Custom Validator Development Guide¶
This document describes how to develop custom validators using the Truthound SDK.
Overview¶
The Truthound SDK provides three approaches for creating custom validators:
- Decorator Approach - Add metadata to classes and register them with the registry
- Builder Pattern - Create validators using a fluent API without subclassing
- Template Inheritance - Extend predefined template classes
1. Decorator Approach¶
@custom_validator¶
The most common approach for creating custom validators.

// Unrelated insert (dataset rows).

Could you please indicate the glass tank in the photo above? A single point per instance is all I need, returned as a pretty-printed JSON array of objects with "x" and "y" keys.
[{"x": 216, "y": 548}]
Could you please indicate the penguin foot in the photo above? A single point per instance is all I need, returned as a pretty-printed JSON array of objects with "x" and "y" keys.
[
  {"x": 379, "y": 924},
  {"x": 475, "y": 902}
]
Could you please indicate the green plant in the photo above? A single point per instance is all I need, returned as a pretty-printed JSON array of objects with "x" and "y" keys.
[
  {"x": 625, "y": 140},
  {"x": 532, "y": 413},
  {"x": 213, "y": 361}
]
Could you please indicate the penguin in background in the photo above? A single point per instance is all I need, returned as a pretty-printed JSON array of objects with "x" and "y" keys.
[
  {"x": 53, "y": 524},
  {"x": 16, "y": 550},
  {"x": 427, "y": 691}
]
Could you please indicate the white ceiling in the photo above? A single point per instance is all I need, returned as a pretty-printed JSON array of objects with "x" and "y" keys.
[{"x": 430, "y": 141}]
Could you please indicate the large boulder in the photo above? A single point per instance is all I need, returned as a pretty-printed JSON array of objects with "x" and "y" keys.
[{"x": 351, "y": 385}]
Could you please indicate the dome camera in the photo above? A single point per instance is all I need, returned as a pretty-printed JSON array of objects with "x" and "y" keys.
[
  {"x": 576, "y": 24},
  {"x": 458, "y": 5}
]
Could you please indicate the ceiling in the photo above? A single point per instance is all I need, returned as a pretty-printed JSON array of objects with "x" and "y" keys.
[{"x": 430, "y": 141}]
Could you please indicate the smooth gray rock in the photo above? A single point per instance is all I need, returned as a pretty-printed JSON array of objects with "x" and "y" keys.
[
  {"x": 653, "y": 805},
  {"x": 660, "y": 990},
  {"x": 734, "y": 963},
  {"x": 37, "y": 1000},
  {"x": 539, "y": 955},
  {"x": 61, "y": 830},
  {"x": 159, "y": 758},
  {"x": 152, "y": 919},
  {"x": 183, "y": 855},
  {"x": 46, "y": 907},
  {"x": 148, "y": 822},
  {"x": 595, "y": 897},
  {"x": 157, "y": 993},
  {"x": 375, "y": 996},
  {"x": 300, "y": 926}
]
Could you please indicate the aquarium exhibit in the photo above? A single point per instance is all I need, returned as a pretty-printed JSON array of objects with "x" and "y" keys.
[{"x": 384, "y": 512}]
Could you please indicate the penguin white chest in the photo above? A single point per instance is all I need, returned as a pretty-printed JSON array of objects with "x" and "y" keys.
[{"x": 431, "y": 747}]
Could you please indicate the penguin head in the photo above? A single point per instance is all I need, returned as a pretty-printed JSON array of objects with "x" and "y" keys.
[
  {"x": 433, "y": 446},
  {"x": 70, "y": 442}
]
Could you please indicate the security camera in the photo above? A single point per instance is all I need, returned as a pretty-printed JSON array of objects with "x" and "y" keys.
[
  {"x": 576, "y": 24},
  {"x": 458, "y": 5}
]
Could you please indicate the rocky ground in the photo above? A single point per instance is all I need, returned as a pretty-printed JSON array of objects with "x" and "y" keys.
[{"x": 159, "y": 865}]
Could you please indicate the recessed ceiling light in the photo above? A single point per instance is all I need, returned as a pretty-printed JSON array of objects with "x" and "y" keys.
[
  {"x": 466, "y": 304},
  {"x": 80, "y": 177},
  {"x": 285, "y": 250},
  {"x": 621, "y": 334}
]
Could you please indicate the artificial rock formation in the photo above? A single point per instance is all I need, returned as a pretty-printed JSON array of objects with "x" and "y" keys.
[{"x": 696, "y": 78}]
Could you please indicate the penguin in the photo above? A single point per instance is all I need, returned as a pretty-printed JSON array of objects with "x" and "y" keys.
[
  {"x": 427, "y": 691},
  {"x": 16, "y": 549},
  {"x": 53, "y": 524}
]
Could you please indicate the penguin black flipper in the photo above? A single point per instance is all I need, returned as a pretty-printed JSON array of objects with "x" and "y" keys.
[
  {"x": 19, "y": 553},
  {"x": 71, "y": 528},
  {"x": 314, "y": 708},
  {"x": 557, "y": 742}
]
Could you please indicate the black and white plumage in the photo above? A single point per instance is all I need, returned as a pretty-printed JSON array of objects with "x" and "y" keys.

from truthound.validators.sdk import custom_validator
from truthound.validators.base import Validator, ValidationIssue, NumericValidatorMixin
import polars as pl
@custom_validator(
name="percentage_range",
category="numeric",
description="Validates values are valid percentages (0-100)",
version="1.0.0",
author="your-name@example.com",
tags=["numeric", "range", "percentage"],
examples=[
"PercentageValidator()",
"PercentageValidator(columns=('rate', 'ratio'))",
],
config_schema={
"type": "object",
"properties": {
"allow_zero": {"type": "boolean", "default": True}
}
},
auto_register=True, # Default: True
)
class PercentageValidator(Validator, NumericValidatorMixin):
def validate(self, lf: pl.LazyFrame) -> list[ValidationIssue]:
issues = []
for col in self._get_numeric_columns(lf):
# Range validation logic for 0-100
count = (
lf.filter(
(pl.col(col) < 0) | (pl.col(col) > 100)
)
.select(pl.len())
.collect()
.item()
)
if count > 0:
issues.append(
ValidationIssue(
column=col,
issue_type="invalid_percentage",
count=count,
severity=self.config.severity_override or Severity.MEDIUM,
details=f"Found {count} values outside 0-100 range",
)
)
return issues
Parameters¶
| Parameter | Type | Default | Description |
|---|---|---|---|
name |
str |
(required) | Unique validator name |
category |
str |
"custom" |
Validator category |
description |
str |
"" |
Human-readable description |
version |
str |
"1.0.0" |
Semantic version |
author |
str |
"" |
Author name/email |
tags |
list[str] |
None |
Tags for filtering/searching |
examples |
list[str] |
None |
Usage examples for documentation |
config_schema |
dict |
None |
Configuration JSON schema |
auto_register |
bool |
True |
Whether to automatically register with the registry |
@register_validator¶
Registers an existing validator class with the registry.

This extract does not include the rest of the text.